Mud!” she opined as she pushed her way inside), and proceeded straight to the office of a high Latvian official she thought might be sympathetic to our plight. She guessed right. “I do not have the authority to give you a visa to Vilna,” the official explained, “but I can issue a visa to Minsk in Belarus, which will grant you a one-day transit through Lithuania. As long as you can deliver your books and be out in twenty-four hours, you will not be arrested.”

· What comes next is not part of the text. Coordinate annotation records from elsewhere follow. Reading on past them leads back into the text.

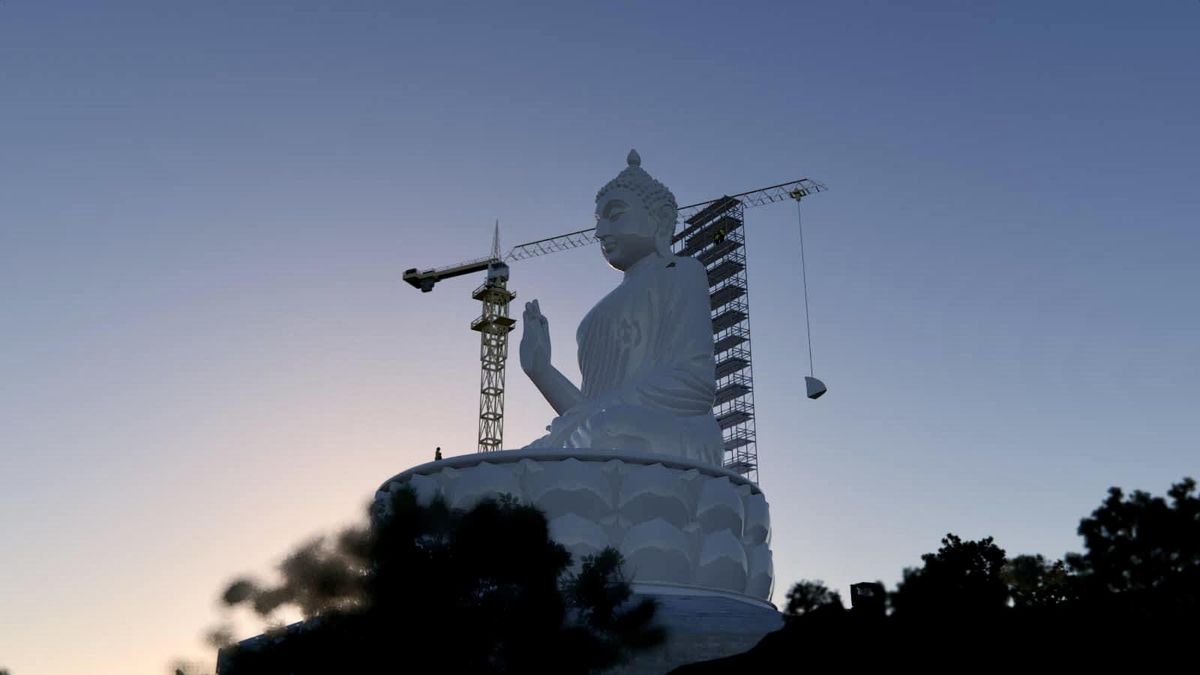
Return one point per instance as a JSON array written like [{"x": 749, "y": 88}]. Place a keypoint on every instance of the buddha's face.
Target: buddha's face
[{"x": 624, "y": 227}]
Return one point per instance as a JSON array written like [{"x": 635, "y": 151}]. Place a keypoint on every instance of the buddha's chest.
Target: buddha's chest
[{"x": 624, "y": 322}]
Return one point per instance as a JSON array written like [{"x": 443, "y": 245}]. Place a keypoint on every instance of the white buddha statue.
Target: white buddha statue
[{"x": 646, "y": 350}]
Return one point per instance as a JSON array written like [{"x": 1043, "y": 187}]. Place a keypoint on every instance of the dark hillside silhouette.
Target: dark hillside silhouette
[
  {"x": 1131, "y": 599},
  {"x": 431, "y": 587}
]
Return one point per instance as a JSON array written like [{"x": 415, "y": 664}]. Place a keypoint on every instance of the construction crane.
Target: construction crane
[{"x": 714, "y": 233}]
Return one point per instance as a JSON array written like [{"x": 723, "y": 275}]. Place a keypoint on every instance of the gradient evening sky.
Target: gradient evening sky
[{"x": 208, "y": 354}]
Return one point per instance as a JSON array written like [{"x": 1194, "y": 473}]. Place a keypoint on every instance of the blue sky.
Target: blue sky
[{"x": 207, "y": 352}]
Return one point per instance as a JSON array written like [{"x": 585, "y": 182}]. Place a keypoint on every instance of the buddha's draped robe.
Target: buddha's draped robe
[{"x": 646, "y": 354}]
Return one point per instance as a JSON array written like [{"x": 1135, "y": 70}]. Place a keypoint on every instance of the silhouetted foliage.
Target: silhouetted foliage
[
  {"x": 960, "y": 578},
  {"x": 1143, "y": 551},
  {"x": 1033, "y": 581},
  {"x": 807, "y": 596},
  {"x": 478, "y": 591},
  {"x": 1131, "y": 601}
]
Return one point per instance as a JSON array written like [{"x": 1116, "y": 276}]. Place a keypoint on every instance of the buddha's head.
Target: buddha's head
[{"x": 635, "y": 216}]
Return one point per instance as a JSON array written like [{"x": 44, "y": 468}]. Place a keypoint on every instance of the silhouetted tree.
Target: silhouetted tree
[
  {"x": 963, "y": 578},
  {"x": 1143, "y": 553},
  {"x": 809, "y": 595},
  {"x": 478, "y": 591},
  {"x": 1129, "y": 602},
  {"x": 1033, "y": 581}
]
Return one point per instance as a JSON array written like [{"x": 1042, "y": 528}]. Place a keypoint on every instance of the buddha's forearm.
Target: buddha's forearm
[{"x": 558, "y": 390}]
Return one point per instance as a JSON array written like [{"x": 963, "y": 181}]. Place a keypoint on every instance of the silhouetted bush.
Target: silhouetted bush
[{"x": 427, "y": 587}]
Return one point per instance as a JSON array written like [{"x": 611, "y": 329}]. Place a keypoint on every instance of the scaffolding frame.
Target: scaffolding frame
[{"x": 715, "y": 236}]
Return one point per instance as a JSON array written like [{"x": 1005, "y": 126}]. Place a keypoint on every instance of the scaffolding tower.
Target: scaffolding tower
[
  {"x": 493, "y": 326},
  {"x": 715, "y": 236}
]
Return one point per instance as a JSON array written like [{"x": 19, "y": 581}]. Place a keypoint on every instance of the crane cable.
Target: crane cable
[{"x": 804, "y": 282}]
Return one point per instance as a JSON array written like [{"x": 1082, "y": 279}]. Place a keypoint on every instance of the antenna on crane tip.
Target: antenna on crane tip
[{"x": 815, "y": 387}]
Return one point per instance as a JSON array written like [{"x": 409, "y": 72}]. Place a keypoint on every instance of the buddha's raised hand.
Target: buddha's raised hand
[{"x": 534, "y": 340}]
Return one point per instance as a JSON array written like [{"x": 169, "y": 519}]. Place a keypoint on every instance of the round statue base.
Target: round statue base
[
  {"x": 685, "y": 529},
  {"x": 701, "y": 628}
]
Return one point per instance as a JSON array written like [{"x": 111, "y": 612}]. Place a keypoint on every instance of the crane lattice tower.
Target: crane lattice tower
[{"x": 493, "y": 326}]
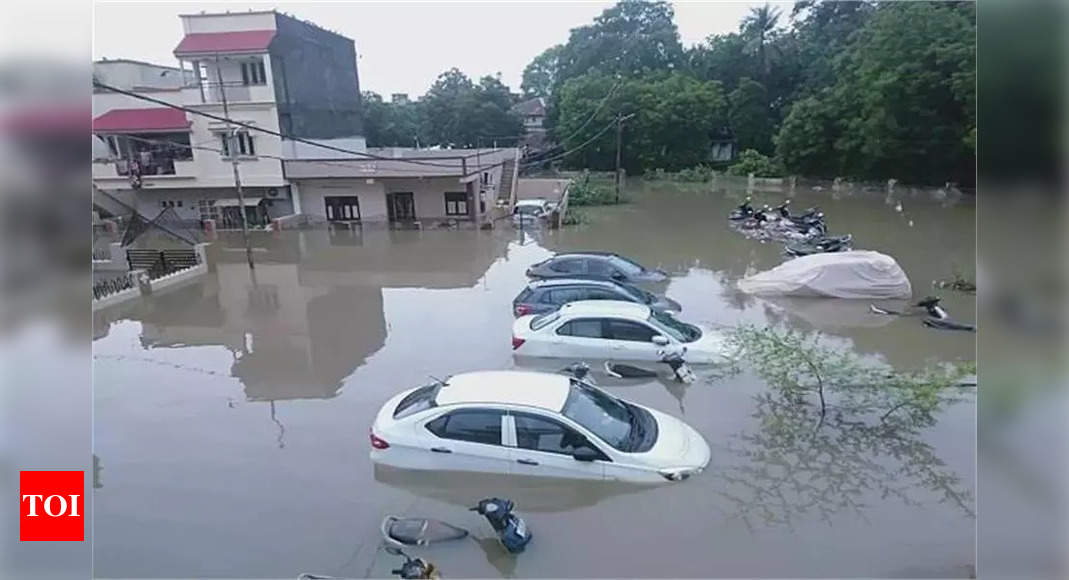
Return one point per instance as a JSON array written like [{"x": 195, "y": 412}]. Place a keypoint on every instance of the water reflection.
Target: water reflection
[
  {"x": 790, "y": 469},
  {"x": 530, "y": 494}
]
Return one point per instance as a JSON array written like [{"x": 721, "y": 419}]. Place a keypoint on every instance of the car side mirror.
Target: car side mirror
[{"x": 585, "y": 454}]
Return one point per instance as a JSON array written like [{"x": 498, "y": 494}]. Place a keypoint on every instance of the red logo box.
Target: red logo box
[{"x": 51, "y": 505}]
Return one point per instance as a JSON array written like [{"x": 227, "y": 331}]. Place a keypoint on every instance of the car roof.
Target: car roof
[
  {"x": 572, "y": 282},
  {"x": 529, "y": 389},
  {"x": 605, "y": 308},
  {"x": 588, "y": 253}
]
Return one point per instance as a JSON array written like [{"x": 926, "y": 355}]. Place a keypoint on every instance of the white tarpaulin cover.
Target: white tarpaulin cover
[{"x": 836, "y": 275}]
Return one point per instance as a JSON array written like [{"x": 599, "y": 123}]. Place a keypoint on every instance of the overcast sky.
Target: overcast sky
[{"x": 403, "y": 46}]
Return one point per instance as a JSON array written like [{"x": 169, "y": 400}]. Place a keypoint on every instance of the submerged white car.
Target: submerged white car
[
  {"x": 613, "y": 329},
  {"x": 535, "y": 424}
]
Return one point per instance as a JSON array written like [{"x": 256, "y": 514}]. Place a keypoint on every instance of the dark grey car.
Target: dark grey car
[
  {"x": 544, "y": 296},
  {"x": 598, "y": 265}
]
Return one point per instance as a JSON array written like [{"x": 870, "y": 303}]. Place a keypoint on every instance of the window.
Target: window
[
  {"x": 245, "y": 144},
  {"x": 600, "y": 267},
  {"x": 586, "y": 328},
  {"x": 477, "y": 426},
  {"x": 252, "y": 73},
  {"x": 567, "y": 265},
  {"x": 545, "y": 435},
  {"x": 542, "y": 320},
  {"x": 342, "y": 208},
  {"x": 679, "y": 330},
  {"x": 207, "y": 209},
  {"x": 562, "y": 296},
  {"x": 455, "y": 204},
  {"x": 626, "y": 330},
  {"x": 420, "y": 400}
]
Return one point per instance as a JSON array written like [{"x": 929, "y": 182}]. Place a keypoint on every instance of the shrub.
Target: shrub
[{"x": 752, "y": 161}]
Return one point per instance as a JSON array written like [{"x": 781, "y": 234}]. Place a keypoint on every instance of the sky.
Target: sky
[{"x": 403, "y": 46}]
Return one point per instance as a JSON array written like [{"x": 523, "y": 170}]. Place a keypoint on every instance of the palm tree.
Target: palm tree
[{"x": 756, "y": 27}]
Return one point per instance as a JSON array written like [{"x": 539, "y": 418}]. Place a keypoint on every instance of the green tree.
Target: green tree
[
  {"x": 757, "y": 28},
  {"x": 675, "y": 114},
  {"x": 461, "y": 113},
  {"x": 540, "y": 75},
  {"x": 749, "y": 116},
  {"x": 391, "y": 124},
  {"x": 629, "y": 38}
]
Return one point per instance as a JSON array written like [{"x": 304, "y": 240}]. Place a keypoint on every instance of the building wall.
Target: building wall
[
  {"x": 428, "y": 194},
  {"x": 228, "y": 22},
  {"x": 316, "y": 88},
  {"x": 137, "y": 75},
  {"x": 372, "y": 197}
]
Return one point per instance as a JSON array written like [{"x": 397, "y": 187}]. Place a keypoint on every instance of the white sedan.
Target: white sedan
[
  {"x": 537, "y": 424},
  {"x": 612, "y": 329}
]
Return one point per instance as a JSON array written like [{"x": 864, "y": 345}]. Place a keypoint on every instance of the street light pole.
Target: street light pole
[{"x": 232, "y": 149}]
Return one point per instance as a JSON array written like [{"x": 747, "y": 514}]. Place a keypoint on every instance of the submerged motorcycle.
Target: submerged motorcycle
[{"x": 511, "y": 529}]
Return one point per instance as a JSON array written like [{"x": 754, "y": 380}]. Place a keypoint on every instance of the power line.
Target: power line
[
  {"x": 581, "y": 147},
  {"x": 262, "y": 129}
]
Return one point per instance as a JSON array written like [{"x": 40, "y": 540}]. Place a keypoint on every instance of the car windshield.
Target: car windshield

  We phoned Zingeris to make the final arrangements. He promised to have forty liters of bootleg gasoline waiting for us, so that “ir vet nisht darfn blaybn in Vilne af eybik (you won’t have to remain in Vilna for eternity).” He also agreed to dispatch two shtarkers, tough Jewish bodyguards, on the overnight train to Riga, who would meet up with us first thing in the morning and return with us by truck.

  We left on schedule, the shtarkers asleep in the back of the van. Shortly after noon, ready for lunch, we pulled off the road into a small Lithuanian city called Ukmerge, seventy kilometers north of Vilna. Our shtarkers were awake by now, and the larger of the two, Sasha, who spoke halting English (but no Yiddish), explained that before the war Ukmerge was a shtetl called Vilkomir, which was home to more than seven thousand Jews. The birthplace of M. L. Lilienblum, an important nineteenth-century Hebrew writer, the town once boasted a well-known yeshiva, secular Hebrew and Yiddish high schools, a Jewish trade school, numerous synagogues, study houses, and a full complement of Jewish social and religious institutions. The rabbi, who was born in Palestine, was considered one of the leading Jewish scholars in Lithuania. Driving down the main street, it was possible even now to imagine that nothing had changed: tin-roofed houses, goats tethered in the yards, chickens underfoot, women washing their laundry by the river, and horse-drawn wagons passing us on the street. Yet as much as we wanted to think otherwise, Ukmerge was not the town that time forgot: Though the streets were full of people, no matter how hard we looked there was not a single Jewish face to be seen.